Caligula has never been convincingly put on screen (I’ll make an exception for John Hurt in I, Claudius). How do you play a mad man? I have praised McDowell for giving it the college try, but his Caligula is little more than a petulant child, a seventies version of Joffrey Baratheon. It grates terribly after a while, and there is no Peter Dinklage to soften the proceedings. I can’t exactly complain that there’s no moral weight to what happens on screen (how could there be, after all?) but it would be nice if every once in a while the audience was given a surrogate, someone who could show up to say, “seriously? WTF?”
The night is dark and full of terrors.
This one goes to Segei Prokofiev, whose “Montagues and Capulets” theme showed up on Dancing With The Stars (which I was watching with my mother), prompting me to say, “oh hey, that’s the music from Caligula!” To which my mother replied, “And how do you know about that movie?” And then I said, “and how do you know about that movie, Mom? Shut up already. God. I can’t wait till I move out! God!” Fuck you, Sergei.
“Who wants to join me in the warm pool filled with teenaged boys?”
I love Peter O’Toole. Maybe one day I will review him in a film I actually like. Dean Koonz’s Phantoms comes to mind.

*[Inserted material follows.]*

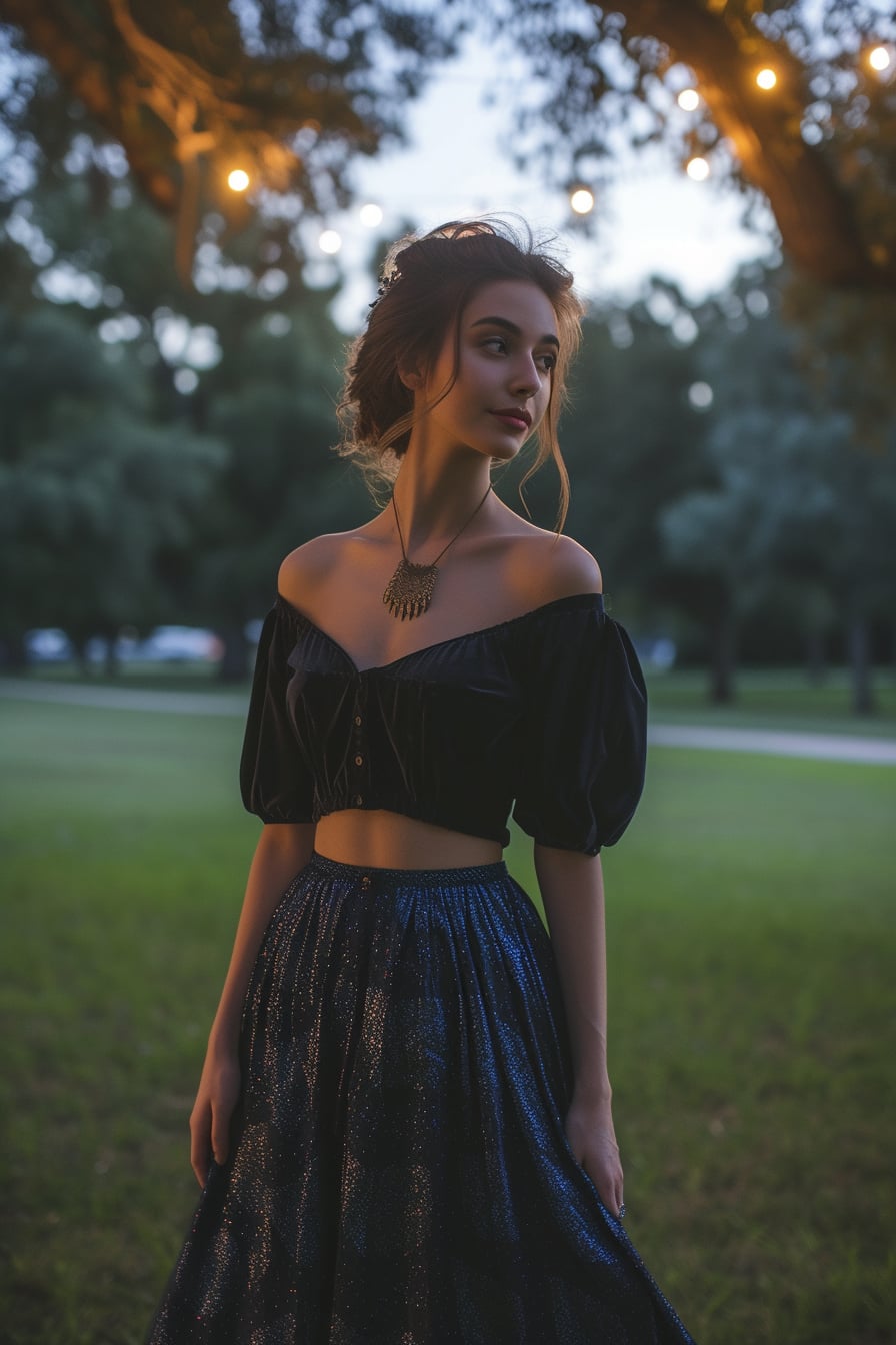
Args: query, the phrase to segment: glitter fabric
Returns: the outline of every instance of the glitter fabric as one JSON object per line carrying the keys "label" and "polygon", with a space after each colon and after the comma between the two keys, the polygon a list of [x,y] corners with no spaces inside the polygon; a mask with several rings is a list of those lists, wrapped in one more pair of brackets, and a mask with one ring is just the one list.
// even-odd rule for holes
{"label": "glitter fabric", "polygon": [[504,862],[314,854],[240,1064],[148,1345],[690,1342],[567,1143],[551,942]]}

We lived through “two girls one cup”. Caligula may have been shocking in the years surrounding our births, but today it’s little more than a tribute to what our parents found disturbing. It turns out our parents were/are easily put off. It’s maybe worth watching for the sake of seeing some fine actors ham it up to high heaven, but otherwise the controversy surrounding it, the word of mouth that made it famous, seem like the panicked whispers of an entirely more mellow, entirely more innocent era. This actually makes for good companion viewing with A Clockwork Orange. Clockwork is less graphic, but also much more trenchant.
Bonus Drinking Game
Take a Drink: when John Gielgud’s character finally dies and you can imagine him on the phone offscreen, yelling at his agent.
Do a Shot: when you see the man with an ass in the middle of his stomach. Okay, that is pretty fucked up.
Take a Drink: when you see the death machine and it sort of reminds you of that scene from First Knight, starring Richard Gere.